The usual reason we give is that the asymptotic result is often a useful approximation to the true finite-sample result, especially if the latter is very difficult to derive.

That doesn't seem to provide very much comfort here - we know the exact finite-sample result: it involves the possible non-existence of moments.

Why, then, would we choose to approximate non-existing moments with something based on large-n asymptotics? Or with anything else, for that matter!

The bottom line?

Be very careful how you interpret the properties of simultaneous equations estimators, such as 2SLS. Even talking about some of these properties may not make complete sense, depending on the degree to which the equation being estimated is over-identified.

Terry Kinal's paper deals with certain "limited information" estimators for simultaneous equations models. There are some corresponding interesting results relating to the existence of the moments of "full information" estimators, such as FIML and 3SLS. But that's a story for another day.

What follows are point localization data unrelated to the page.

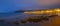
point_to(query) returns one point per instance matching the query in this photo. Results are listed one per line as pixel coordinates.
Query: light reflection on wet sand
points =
(54, 21)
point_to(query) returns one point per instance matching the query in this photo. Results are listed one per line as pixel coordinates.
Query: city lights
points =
(52, 11)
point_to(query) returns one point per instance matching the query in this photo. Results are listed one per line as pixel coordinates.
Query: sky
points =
(13, 5)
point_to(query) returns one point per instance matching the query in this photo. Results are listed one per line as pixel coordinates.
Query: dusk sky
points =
(12, 5)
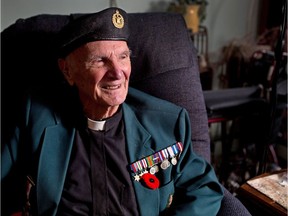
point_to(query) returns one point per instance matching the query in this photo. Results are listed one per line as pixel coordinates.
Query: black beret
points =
(109, 24)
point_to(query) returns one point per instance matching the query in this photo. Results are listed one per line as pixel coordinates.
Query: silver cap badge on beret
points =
(118, 20)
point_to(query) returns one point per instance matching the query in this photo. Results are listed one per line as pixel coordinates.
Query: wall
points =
(226, 19)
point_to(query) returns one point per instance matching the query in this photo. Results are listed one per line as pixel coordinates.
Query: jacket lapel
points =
(139, 146)
(53, 163)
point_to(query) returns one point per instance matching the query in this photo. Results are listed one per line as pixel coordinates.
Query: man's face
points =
(100, 70)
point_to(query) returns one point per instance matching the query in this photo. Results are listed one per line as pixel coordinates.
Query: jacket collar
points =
(55, 155)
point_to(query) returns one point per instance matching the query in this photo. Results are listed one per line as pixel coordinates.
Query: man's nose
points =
(115, 70)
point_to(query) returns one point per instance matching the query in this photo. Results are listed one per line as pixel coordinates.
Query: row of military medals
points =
(151, 163)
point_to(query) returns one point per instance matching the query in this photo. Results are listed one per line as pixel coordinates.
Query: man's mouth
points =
(112, 87)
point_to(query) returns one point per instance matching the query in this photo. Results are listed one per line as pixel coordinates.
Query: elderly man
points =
(103, 153)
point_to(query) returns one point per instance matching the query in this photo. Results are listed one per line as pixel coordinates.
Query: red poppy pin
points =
(151, 181)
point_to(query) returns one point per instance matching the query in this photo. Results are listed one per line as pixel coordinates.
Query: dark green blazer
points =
(151, 124)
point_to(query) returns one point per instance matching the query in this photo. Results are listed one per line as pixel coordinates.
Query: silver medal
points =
(154, 170)
(174, 161)
(165, 164)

Kinal, T. W. , 1980. The existence of moments of k-class estimators. Econometrica, 48, 241-249.

© 2014, David E. Giles


  1. Interesting post! I've read about this result before, but I didn't quite realize the implications - it sounds like reporting asymptotic standard errors is really questionable when we know that in fact "true" standard errors don't exist (or should a software just report "infinity" instead?).

    On the other hand, it seems to me that confidence intervals should be OK even when standard errors don't exist, since quantiles can be defined for any distribution (and presumably, once they exist, true CIs should converge to the usually reported asymptotic ones with sample size). Is such an understanding correct?

    1. You could re-define the confidence interval so that it was constructed using the quantiles. This is always possible. To do this you'd need to use the full exact finite-sample DISTRIBUTION of the 2SLS estimator. This isn't at all simple! This CI would converge to the asymptotic one, but why would the latter be of interest if you have a finite sample? :-)

    2. "This CI would converge to the asymptotic one, but why would the latter be of interest if you have a finite sample?"
      Isn't that always the case with asymptotic results though? :)

      My understanding is like this: let's say I wanted to do Monte Carlo experiment - for given true parameters and sample size n, I could obtain confidence interval (a_n, b_n) (of some particular parameter, let's say) by simulating many datasets of size n, doing the estimation for each, obtaining sampling distribution of estimates and taking say 5%, 95% quantiles. Repeating this for different sizes, I should find that (a_n, b_n) converges to (a, b) from asymptotic formula for large n. This gives me some confidence that asymptotic CI is a reasonable approximation.

      Whereas if I tried the same thing for standard error s_n, I would run into trouble, because sampling distribution at any given size n would not have well-defined second moment (how exactly would this manifest in simulation? hm, I should try it some time). Thus this kind of justification for relying on asymptotic standard error falls apart (in a way that it doesn't for CI).

    3. You can always bootstrap a confidence interval - we all know that. It will be valid without relying on any appeal to asymptotics. But that's not the point of this post.